Augsburger Allgemeine (Ausgabe Stadt)
Florian und seine Dauerläufer
Hält der Bremer Aufwärtstrend auch bei der Borussia aus Dortmund an?
In Bremen kennt man sich mit brenzligen Situationen aus. Sturmfluten stellen eine stete Gefahr für die Hansestadt dar. Die Deutsche Gesellschaft zur Rettung Schiffsbrüchiger hat hier ihren Sitz. Und die Leibspeise vieler Norddeutscher ist Kohl und Pinkel, eine kulinarische Derbheit, die man auch erst einmal vertragen muss. Vielleicht liegt es ja daran, dass der örtliche Bundesligist aktuell eine ganz gute Figur abgibt bei dem Versuch, sich aus einer ausgesprochen misslichen Lage zu befreien.

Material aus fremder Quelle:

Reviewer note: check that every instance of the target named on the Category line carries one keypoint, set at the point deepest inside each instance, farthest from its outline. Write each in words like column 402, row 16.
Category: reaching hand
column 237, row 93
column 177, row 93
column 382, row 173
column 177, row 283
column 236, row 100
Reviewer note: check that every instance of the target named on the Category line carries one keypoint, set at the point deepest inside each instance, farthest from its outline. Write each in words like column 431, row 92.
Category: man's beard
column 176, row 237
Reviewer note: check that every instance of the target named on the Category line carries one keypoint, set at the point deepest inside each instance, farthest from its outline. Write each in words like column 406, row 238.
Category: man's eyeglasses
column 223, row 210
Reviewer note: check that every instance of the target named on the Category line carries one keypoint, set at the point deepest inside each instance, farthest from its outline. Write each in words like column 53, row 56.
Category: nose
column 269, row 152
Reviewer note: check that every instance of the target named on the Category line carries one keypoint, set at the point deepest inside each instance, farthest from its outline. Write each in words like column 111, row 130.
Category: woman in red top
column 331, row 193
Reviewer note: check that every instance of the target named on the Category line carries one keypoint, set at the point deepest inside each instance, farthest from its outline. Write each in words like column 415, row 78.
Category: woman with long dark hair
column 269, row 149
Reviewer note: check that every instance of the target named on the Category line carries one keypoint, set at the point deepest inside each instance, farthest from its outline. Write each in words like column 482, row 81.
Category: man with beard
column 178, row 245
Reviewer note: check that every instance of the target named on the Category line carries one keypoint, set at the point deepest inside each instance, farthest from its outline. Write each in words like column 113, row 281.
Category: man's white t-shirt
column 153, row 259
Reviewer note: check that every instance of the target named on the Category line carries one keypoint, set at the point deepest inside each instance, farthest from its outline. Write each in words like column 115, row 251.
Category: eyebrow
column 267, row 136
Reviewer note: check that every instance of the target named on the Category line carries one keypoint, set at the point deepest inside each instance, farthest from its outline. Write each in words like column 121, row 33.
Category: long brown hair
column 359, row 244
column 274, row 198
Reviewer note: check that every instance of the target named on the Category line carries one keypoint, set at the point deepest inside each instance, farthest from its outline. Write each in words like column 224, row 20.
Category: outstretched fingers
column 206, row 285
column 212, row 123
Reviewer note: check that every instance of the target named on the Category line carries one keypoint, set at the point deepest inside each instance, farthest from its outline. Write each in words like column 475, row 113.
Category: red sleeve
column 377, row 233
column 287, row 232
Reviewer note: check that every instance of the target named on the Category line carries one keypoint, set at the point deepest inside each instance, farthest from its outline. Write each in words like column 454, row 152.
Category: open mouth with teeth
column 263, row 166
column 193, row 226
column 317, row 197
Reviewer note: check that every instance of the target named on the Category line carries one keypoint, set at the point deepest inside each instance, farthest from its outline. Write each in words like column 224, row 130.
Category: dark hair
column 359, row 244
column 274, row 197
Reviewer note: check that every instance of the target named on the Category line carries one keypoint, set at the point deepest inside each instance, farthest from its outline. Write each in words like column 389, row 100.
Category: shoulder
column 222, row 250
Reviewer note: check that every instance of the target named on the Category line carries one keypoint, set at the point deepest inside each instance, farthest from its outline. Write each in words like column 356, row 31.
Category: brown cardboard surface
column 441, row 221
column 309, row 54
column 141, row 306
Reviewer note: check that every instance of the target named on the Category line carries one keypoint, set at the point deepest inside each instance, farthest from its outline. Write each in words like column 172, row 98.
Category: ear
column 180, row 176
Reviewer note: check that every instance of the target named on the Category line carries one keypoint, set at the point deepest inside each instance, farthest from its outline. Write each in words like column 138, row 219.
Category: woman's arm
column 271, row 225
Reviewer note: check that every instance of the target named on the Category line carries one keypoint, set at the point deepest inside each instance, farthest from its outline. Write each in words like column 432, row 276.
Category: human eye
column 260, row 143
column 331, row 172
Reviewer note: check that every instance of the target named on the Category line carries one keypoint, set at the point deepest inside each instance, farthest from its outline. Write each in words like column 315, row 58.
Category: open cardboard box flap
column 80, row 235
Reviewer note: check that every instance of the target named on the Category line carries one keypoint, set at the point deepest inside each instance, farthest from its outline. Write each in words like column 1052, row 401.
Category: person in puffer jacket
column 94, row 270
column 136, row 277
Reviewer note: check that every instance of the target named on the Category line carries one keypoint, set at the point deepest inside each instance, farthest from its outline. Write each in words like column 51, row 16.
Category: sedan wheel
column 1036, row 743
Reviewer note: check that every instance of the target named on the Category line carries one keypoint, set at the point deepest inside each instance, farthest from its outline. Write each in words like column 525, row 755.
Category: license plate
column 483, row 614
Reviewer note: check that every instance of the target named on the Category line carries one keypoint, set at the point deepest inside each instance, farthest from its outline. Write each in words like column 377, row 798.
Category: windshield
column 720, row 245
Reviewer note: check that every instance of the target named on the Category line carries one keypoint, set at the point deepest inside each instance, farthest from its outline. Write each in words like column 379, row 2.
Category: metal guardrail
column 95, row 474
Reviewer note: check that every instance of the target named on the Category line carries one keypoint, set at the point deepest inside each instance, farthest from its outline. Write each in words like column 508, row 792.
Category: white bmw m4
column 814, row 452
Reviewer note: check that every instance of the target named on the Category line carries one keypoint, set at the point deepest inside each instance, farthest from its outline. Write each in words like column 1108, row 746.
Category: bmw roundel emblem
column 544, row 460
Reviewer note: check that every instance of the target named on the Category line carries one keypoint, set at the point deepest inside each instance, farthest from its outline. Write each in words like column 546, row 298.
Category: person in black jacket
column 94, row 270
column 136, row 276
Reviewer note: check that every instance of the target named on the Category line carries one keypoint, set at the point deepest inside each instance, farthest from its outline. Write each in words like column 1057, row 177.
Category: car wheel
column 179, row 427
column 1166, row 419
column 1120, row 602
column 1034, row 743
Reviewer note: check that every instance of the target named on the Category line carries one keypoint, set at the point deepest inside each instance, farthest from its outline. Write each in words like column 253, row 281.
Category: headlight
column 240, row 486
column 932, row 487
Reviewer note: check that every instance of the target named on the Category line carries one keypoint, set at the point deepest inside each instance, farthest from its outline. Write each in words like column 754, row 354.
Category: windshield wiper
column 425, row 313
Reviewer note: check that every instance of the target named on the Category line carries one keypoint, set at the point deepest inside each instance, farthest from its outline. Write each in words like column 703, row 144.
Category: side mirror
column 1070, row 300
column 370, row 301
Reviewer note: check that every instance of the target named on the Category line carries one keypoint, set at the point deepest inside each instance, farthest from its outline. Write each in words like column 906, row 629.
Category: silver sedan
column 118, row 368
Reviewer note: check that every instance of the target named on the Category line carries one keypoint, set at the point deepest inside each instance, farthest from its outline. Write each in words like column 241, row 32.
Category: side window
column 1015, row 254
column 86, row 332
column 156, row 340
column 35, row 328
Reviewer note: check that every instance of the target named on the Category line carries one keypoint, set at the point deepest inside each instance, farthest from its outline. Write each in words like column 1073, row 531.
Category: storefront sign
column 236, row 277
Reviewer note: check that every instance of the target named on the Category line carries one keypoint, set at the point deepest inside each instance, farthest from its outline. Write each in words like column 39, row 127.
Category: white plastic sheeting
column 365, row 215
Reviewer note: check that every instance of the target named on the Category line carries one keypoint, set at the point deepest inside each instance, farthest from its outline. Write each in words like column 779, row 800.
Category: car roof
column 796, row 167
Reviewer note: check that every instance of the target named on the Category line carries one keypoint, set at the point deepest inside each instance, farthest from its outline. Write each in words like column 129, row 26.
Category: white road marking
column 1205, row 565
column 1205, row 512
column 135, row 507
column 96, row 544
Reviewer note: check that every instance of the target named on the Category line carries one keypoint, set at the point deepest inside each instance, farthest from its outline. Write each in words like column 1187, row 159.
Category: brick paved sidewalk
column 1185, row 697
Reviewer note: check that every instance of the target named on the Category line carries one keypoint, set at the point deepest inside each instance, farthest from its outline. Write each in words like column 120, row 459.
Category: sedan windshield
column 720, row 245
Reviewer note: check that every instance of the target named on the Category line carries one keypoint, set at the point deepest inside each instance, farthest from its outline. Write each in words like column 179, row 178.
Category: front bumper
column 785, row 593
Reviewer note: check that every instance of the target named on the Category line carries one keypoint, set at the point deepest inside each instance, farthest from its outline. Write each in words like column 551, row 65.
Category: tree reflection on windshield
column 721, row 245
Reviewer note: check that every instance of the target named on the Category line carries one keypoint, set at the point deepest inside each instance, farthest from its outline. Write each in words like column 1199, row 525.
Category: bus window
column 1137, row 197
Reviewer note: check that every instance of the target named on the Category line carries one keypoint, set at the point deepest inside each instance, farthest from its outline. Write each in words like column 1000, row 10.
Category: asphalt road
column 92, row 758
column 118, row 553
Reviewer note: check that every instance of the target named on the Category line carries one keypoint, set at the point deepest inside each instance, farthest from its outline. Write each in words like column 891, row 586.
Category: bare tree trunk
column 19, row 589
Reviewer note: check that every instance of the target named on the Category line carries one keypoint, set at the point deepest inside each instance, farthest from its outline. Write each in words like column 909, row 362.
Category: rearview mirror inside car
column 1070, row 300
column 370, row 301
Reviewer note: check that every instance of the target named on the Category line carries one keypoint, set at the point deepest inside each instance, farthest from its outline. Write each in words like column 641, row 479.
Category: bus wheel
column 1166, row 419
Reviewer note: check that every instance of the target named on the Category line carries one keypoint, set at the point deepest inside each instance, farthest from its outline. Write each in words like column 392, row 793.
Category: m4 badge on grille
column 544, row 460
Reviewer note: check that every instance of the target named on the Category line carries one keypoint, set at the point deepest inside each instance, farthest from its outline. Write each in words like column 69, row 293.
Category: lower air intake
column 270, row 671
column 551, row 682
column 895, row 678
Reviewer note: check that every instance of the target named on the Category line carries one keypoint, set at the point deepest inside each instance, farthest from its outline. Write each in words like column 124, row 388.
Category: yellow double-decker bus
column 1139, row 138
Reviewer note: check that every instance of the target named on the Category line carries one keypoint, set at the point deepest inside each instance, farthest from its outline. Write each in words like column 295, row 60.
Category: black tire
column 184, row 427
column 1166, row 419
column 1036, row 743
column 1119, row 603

Entwarnung kann an der Weser allerdings noch längst nicht gegeben werden. Aber wenn eine Mannschaft es schafft, in den ersten elf Spielen mickrige fünf Punkte zu sammeln, und in den folgenden drei Partien dank der ersten beiden Saisonsiege sechs Punkte einzuheimsen, dann kann man schon von einem Aufwärtstrend sprechen. Ein erstes Lebenszeichen gab es am 12. Spieltag, als Bremen im Nordduell Hannover 96 vor heimischen Publikum mit 4:0 abfertigte. Die Grün-weißen lieferten einen starken Auftritt ab und erzielten dank des Treffers von Fin Bartels und des Hattricks von Max Kruse in dieser einen Partie so viele Tore wie in allen elf Begegnungen zuvor. Damit war die gruselige Serie von saisonübergreifend 14 sieglosen Spielen endlich beendet. Bei seiner Heimpremiere gelang dem neuen Trainer Florian Kohfeldt gleich die Trendwende. Punkte gegen Stuttgart In der folgenden Partie holte Werder bei den starken Leipzigern keine Punkte, doch am vergangenen Wochenende, als man den VFB Stuttgart empfing, lief es schon wieder deutlich besser: Gegen die
Schwaben gelang Max Kruse direkt vor der Pause der goldenen Treffer zum 1:0-Sieg. Ein Tor, das nicht hätte zählen dürfen, denn der vorausgegangene Freistoß war keiner. Bartels war lediglich ins Straucheln gekommen. Gründe für die jüngsten Erfolge gibt es einige. Die Mannschaft bringt derzeit überragende Laufleistungen auf den Platz, gegen Stuttgart legten die Profis mit über 125 Kilometern die ligaweit zweitweiteste Strecke der bisherigen Spielzeit zurück. Offensichtlich eine Maßgabe von Kohfeldt, seit seiner Amtsübernahme rennen die Bremer durchschnittlich fast sechs Kilometer mehr also zuvor. Der 35-Jährige weiß allerdings: „Die physischen Grundlagen dafür wurden natürlich schon im Sommer gelegt“, lobt er seinen Vorgänger Alexander Nouri. Mehr laufen müssen die Spieler schon aufgrund einer grundlegenden taktischen Veränderung: Sie sind angewiesen, höher zu verteidigen, das bedeutet beispielsweise für die Außenverteidiger längere Wege. Ein weiterer Grund ist, dass die Offensivkräfte Bartels und Kruse wie schon früher bei St. Pauli und zuletzt bei Werder in der Rückrunde wieder harmonieren. Vier der letzten fünf Treffer waren eine Gemeinschaftsproduktion. In der Tabelle haben sich die Siege bisher nicht bemerkbar gemacht: Noch immer liegen die Norddeutschen auf dem 17. Platz. Doch die Abstände auf die Vereine, die vor Werder liegen, wurden kleiner. Freiburg auf dem Relegationsrang ist nur noch einen Punkt entfernt, der HSV hat aktuell drei Zähler mehr. Ob sich daran an diesem Spieltag etwas ändert? Immerhin muss Bremen zur Borussia nach Dortmund. Und dort werden die Punkte auch dringend benötigt.